In wake of the prime minister’s policy statement on Yemen crisis, politicians and analysts on Monday downplayed the possibility of immediate dispatch of Pakistani troops to Saudi Arabia.
While all major political parties expected the government to follow the unanimous resolution adopted by both houses of the Parliament, experts believed that armed forces did not support the idea to send troops to Yemen.
Most politicians dub PM’s statement a “mere lip service” to pacify shaky Arab friends, stating that ground troops were not being sent to Saudia and Yemen for the time being.
Eminent analyst Dr Rasool Bux Raees said that the Parliament’s resolution was not binding on the government in its policy formulation. “The PM wanted to pre-empt the reactions on the Saudi Arabia’s request for military assistance by taking the matter to the joint session of the Parliament. Through this plan, the premier handled the diplomatic pressures,” he added.
“It is also obvious that the army is not backing the idea of sending troops to Yemen and Pak will not indulge in the proxy war between Saudi Arabia and Iran,” he said.
Asked what options Pakistan had if troops were not to be sent on Saudi Arabian request, Dr Raees said Pakistan may offer its weapons, missiles and ammunition.
Moreover, Pakistan Tehreek-e-Insaf (PTI) vice chairman Shah Mahmood Qureshi toldPakistan Today that the prime minister has endorsed the resolution adopted by both houses of the Parliament. “Nothing beyond that could be done. The position remains the same even after today’s statement by the PM,” he added.
Asked since the parliamentary resolution was not binding on the government, how much change he could perceive in the government’s strategy, Qureshi, who has himself served as foreign minister, said that the prime minister himself had said that his government would abide by the Parliament, which reflected the will of the people. “And if the PM changes stance from his earlier position, we would have to see whether a new situation has emerged. For this, again the PM would have to take the Parliament into confidence,” he maintained.
On the other hand, Pakistan People’s Party (PPP) Secretary Information Qamar Zaman Kaira told this scribe that the Parliament’s resolution has resolved the question of sending troops to Saudi Arabia. “The resolution states Pakistan would respond strong if there is any threat to Saudi Arabia. We stand by it,” he said, however adding that since President Hadi’s government in Yemen was recognised by the United Nations, it’s ouster by use of force was illegitimate.
“So far, there is no change in Pakistan’s policy on Yemen and Saudi Arabia. It’s an explanatory statement by the prime minister made today as a Saudi Arabian delegation had arrived and some meetings took place to reassess the situation,” the PPP leader concluded.
Furthermore, Jamiat Ulema-e-Islam-Fazl (JUI-F) spokesman Jan Achakzai said that his party welcomed the statement of the prime minister which he claimed was an endorsement of the stance adopted by Fazlur Rehman vis-a-vis the parliamentary resolution.
“Today’s statement by prime minister is a balancing act to control the damage done by the parliamentary resolution.
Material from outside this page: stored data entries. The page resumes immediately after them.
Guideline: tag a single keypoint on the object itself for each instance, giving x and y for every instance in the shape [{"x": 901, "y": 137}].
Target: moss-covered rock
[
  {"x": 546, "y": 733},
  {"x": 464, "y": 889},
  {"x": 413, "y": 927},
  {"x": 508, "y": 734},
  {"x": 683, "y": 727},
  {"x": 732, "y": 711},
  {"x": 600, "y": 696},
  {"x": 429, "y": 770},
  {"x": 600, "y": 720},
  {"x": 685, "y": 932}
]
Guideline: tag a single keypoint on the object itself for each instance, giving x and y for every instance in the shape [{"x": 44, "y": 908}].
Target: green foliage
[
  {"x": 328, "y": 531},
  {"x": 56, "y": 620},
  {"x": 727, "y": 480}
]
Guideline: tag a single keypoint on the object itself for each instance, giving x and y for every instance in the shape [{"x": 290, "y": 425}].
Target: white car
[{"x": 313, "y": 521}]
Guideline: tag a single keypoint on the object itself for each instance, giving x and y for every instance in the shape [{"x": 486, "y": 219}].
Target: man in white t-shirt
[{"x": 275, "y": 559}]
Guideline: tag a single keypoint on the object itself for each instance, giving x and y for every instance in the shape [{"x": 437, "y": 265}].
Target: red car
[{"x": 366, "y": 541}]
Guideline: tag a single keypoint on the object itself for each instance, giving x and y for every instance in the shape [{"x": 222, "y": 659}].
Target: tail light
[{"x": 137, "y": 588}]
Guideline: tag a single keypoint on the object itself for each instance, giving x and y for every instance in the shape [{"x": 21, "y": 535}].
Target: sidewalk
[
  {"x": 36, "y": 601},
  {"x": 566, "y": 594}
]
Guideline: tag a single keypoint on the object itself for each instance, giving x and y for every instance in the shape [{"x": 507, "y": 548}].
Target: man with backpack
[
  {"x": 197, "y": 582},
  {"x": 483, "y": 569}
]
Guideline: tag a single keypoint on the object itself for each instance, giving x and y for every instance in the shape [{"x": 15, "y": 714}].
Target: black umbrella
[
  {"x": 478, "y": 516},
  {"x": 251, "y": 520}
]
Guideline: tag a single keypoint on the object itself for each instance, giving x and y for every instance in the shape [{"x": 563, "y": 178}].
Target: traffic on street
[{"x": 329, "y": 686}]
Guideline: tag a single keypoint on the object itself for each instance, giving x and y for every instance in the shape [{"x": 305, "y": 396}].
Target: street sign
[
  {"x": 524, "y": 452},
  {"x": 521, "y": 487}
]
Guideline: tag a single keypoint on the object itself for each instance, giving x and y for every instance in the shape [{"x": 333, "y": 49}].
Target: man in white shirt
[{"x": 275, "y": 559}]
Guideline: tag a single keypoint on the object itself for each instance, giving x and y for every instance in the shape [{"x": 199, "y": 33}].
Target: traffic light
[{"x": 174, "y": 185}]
We believe that the government under immense pressure from the PTI had wrongly agreed that Pakistan would maintain its neutrality on crisis in Yemen. Now if overthrowing a legitimate government by ISIS is wrong in Iraq, how come it be justified in Yemen,” argued the JUI leader. He added that PM’s statement should not be taken as if Pakistan was going to send its troops to Yemen.
“Extending political support to the ousted Yemeni leader and sending troops are both separate issues and both should not be confused with one another,” he added.
Awami National Party (ANP) Senior Vice President Haji Adeel said that there was no visible change in the stance of prime minister and the government was bound to follow the policy already agreed by all political parties in joint resolution of the Parliament.